Dit heeft vaak te maken met de browser die je gebruikt (gebruik je een oudere versie?). Je kan ook proberen de cache van je browser te "clearen" of een andere "editor"-instelling te gebruiken. Helemaal bovenaan de wordreference forum pagina, in de blauwe balk, staat "Settings" (ik gebruik de Engelse interface; als je een andere taal gebruikt, dan kan dit anders heten). Wanneer je daar naartoe gaat, krijg je een volgende pagina. Daar klik je op "General settings" (links op de pagina) en dan krijg je opnieuw een andere pagina. Behoorlijk ver naar het einde toe van die pagina, kan je de "editor interface" kiezen: Er is een "enhanced interface", een "basic" editor en een "standaard" editor. Het kan ook helpen als je daar een andere instelling kiest.

Veel geluk.


----------



## fas_et_nefas

Bedankt voor jullie antwoorden, Couch Tomato en Peterdg.

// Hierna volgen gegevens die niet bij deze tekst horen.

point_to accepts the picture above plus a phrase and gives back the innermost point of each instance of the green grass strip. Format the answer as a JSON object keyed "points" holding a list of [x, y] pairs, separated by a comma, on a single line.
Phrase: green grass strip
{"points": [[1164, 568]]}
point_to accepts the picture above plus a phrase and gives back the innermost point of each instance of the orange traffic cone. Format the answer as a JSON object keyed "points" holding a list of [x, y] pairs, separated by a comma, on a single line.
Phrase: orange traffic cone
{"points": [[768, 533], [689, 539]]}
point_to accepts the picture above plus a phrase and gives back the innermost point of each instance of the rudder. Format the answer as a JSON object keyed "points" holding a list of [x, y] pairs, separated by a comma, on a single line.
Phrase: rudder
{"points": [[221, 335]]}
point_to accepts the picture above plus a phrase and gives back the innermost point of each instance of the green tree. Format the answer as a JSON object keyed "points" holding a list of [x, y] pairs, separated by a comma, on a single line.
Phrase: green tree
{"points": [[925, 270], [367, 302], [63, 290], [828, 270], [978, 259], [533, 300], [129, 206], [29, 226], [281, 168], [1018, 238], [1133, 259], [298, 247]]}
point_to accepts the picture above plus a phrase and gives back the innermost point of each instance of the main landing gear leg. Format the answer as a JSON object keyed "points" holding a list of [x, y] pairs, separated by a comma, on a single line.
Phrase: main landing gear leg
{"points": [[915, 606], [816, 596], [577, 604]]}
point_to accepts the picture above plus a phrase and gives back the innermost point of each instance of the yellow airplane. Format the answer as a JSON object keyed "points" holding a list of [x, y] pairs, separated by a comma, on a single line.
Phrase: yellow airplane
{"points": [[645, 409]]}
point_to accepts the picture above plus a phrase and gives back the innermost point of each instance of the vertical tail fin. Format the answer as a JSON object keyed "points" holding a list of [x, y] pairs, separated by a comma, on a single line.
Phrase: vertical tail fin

Echter, ben ik nog steeds niet zeker of ik het verschil tussen allebij termen goed begrijp. Ik denk wat ik me eigenlijk  voor intereseer, is de "situationelle logica" van "medewerker" en  "collega". Nou, de zin die mijn vraag zou beantwoorden in Couch Tomato's  posting is de volgende:



> Een medewerker bij een bedrijf heeft vaak meerdere collega's



Zover  ik dit begrijp, zegt men dus medewerker vanuit het perspectief van het  bedrijf en collega's zijn de medewerkers onder elkaar. Kloppt dat? En  zoals boven al gezegd: Wat zou zijn als ik met de baas van een bedrijf  spreek - mag ik dan tegen hem van zijn mederwerkers spreken of  impliceert dit zoiets als (te) grote afhankelijkheid (zoals een heer van  "zijn" slaf spreekt om een extreem voorbild te noemen)? 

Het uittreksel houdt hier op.